He sighed and turned to Lisa Dyson. She had a mane of long blond hair that streamed below her shoulder blades. Her slender hips were forced into blue jeans so tight the men around her could not miss the welt made in them by the edge of her panties. “All right, miss, why don’t you start by summing up just what that report of yours tells us about this son of a bitch and how he’s going to act in a crisis,” Eastman ordered.
Lisa reflected a moment, searching for the phrase, for the one all-embracing thought, that would capture the essence of those eighteen pages she knew so well.
“What this tells us,” she answered, “is that he’s as shrewd as a desert fox and twice as dangerous.”
In New York, Times Square was empty. A chill wind sweeping up from the distant harbor twisted the cottony tufts of steam spurting from the Con Ed manhole covers and sent the night’s harvest of litter scuttling along the sidewalks and curbs. The predominant sound was the clattering of the suspensions of the Checker cabs as they hurtled over the potholes of Broadway in their flight downtown.
At Forty-third and Broadway a pair of half-frozen whores huddled in the doorway of a Steak and Brew Burger, listlessly calling to the few late-night passersby. Three blocks away, in the warmth of a third-floor walkup, its walls and ceilings painted black, their pimp lolled on a mattress wrapped in a gold satin sheet. He was a lean black with a precisely trimmed goatee. He had on a white beaver hat with a three-inch brim, and, despite the almost total lack of illumination in the room, dark glasses screened his eyes. His hips, covered by the white silk folds of an Arab djellabah, twitched suggestively to the rhythms of Donna Summer’s voice flooding out of his stereo system.

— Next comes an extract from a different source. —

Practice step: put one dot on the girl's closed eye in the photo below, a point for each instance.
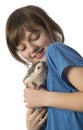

Enrico Diaz turned to the girl beside him. She was the third and newest member of his stable. He reached for the ornament dangling around his neck on a gold chain. It was a representation of the male sex organ and it was there that he kept his finest Colombian coke. He was about to offer the girl a jolt and a loving stroke, the assurance that she was his main woman, when the phone rang.
His irritation became evident displeasure when he heard a voice saying, “This is Eddie. How about a party?”
Fifteen minutes later Enrico’s lime-green custom-built Lincoln paused at Forty-sixth and Broadway just long enough to allow a figure to emerge from the shadows and slip into the front seat.
As he guided the car into the traffic, Enrico glared disdainfully at the man beside him, the collar of his beige overcoat turned up to screen his face. Enrico was typical of dozens of men and women being contacted in these predawn hours in bars, on street corners, in restaurants and bedrooms around New York. He was an FBI informer.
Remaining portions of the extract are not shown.